Par ailleurs mon travail personnel s’est concentré sur les formes du témoignage, sur ce qu’il parvient à faire penser de la violence génocidaire, et sur la transmission qu’il rend possible. Si je suis ici aujourd’hui du reste, c’est aussi pour accompagner Berthe Kayitesi, qui parlera de son expérience tout à l’heure, comme j’ai accompagné le travail d’édition de son témoignage[3], qui rend compte de l’expérience des orphelins rescapés devenus chefs de ménage.

Je pense en effet que la meilleure lutte contre le négationnisme n’est pas de discuter avec lui mais de s’en détourner pour lire les témoignages, qui nous entraînent vers une interrogation sur l’humanité. Le négationniste, il faut l’entendre d’une seule oreille, et garder l’autre intacte. Ou plutôt derrière son bavardage il faudrait parvenir à entendre un certain silence, ou plutôt à entendre deux silences différents : celui des victimes, qui ne parleront plus, même à travers la voix des témoins ; mais aussi l’autre silence, plus difficile à rejoindre encore, car il nous vient de l’autre côté, non de la mort, mais de l’humanité. Ce silence est le « mutisme du meurtre », dont avait parlé l’écrivain autrichien Hermann Broch en pleine victoire du nazisme[4].

Ce silence-là va de pair avec un certain bruit et un certain langage encore : celui qu’évoquent les tueurs interrogés par Jean Hatzfeld dans Une Saison de machettes, au chapitre intitulé « Des mots pour ne pas le dire » :

« C’était une optique finale qui allait de soi, dans un fort brouhaha de cris, mais sans paroles désobligeantes ».

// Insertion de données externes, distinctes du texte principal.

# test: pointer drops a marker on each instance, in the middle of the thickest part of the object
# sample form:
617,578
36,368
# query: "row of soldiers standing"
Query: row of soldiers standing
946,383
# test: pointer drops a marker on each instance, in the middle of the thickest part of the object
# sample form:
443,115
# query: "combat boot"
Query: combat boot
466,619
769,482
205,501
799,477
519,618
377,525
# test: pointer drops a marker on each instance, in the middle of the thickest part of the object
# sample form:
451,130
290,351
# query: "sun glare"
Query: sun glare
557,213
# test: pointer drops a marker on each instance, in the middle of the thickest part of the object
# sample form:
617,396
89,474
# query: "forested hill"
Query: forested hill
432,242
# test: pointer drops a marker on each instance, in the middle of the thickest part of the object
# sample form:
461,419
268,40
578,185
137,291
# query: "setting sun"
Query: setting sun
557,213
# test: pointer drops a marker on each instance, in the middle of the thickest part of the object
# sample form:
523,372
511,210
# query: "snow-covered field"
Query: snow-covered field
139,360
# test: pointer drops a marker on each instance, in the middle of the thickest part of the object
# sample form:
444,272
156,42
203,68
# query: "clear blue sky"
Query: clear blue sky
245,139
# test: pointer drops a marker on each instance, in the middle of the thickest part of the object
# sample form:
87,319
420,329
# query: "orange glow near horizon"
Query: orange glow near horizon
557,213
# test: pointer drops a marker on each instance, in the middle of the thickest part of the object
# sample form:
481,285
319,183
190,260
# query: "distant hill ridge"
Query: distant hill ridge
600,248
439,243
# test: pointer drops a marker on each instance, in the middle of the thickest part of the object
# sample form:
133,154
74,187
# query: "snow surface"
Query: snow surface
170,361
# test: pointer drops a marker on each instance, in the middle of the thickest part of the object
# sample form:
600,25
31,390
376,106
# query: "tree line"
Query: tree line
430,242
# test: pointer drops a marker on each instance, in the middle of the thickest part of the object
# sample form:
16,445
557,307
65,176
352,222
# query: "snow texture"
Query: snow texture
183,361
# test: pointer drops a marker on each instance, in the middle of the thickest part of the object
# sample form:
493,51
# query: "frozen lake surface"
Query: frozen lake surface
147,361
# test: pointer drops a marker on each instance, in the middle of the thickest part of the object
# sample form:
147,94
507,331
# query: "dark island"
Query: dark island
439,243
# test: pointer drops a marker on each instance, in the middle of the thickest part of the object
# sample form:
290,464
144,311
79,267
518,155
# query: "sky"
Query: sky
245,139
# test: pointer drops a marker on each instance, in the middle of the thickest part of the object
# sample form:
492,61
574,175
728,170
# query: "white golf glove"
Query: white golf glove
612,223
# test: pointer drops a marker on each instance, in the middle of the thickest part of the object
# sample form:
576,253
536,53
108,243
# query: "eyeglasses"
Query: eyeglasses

« Ce que nous faisions était moins surnaturel si on était dispensés de le dire. Encore maintenant, il y a des mots qu’on ne veut pas prononcer, même entre collègues ».

«Les tueries de cette catégorie sont des affamées de la mort. Elles ne sont pas des affamés de la vie comme des bêtes sauvages. Elles se nourrissent de tous ceux qu’elles voient, elles ne sont jamais rassasiées, tant qu’il en reste elles vous talonnent jusqu’au dernier des derniers ; Raison pour laquelle elles se privent de mots. Sauf des mots idiots évidemment : A la radio, on entendait que les inkotanyi avaient des queues et des oreilles pointues ; même si personne ne pouvait le croire ça nous faisait du bien de l’entendre. Ce n’était pas des drôleries convenables mais pour nous c’étaient des drôleries malgré tout. C’était mieux que ne rien entendre du tout ».


« Le génocide n’est pas une idée commune aux guerres et aux batailles. C’est une idée des autorités pour se débarrasser d’un danger à jamais ; C’est une idée de commodité qu’il n’est pas nécessaire de nommer et d’encourager, sauf des habituels jets de méchanceté. Elle est très ordinaire lorsqu’elle vole de parole en parole, parfois de blague en blague ; elle devient extraordinaire lorsqu’elle est attrapée à la pointe des machettes. Cette idée ne meurt pas avec les tueries ni après la victoire ni après la défaite »[5].

On a ici, expliquée par les tueurs eux-même – qui ne nient nullement leur crime – la genèse du négationnisme. Plus clairement que personne, ils disent la logique aveugle et la nécessité de se taire inscrites au cœur du projet génocidaire – cette « idée » muette qui ne meurt jamais et ne nécessite pas de « parole désobligeante ». Mais entre l’idée et l’acte, entre la blague qui circule et la machette qui l’attrape il y a un trou qu’un autre langage vient combler : ces tueries « affamées de la mort » doivent en réalité s’accompagner de « jets de méchanceté » en parole comme en acte. Pour faire silence dans la pensée, l’idée muette doit s’aider d’un certain langage : celui des « mots idiots », qui continue de faire circuler la blague entre collègues occupés au « boulot », comme le font aussi les chants et les danses, et permet de ne pas entendre le « rien du tout » qui est en train d’avoir lieu.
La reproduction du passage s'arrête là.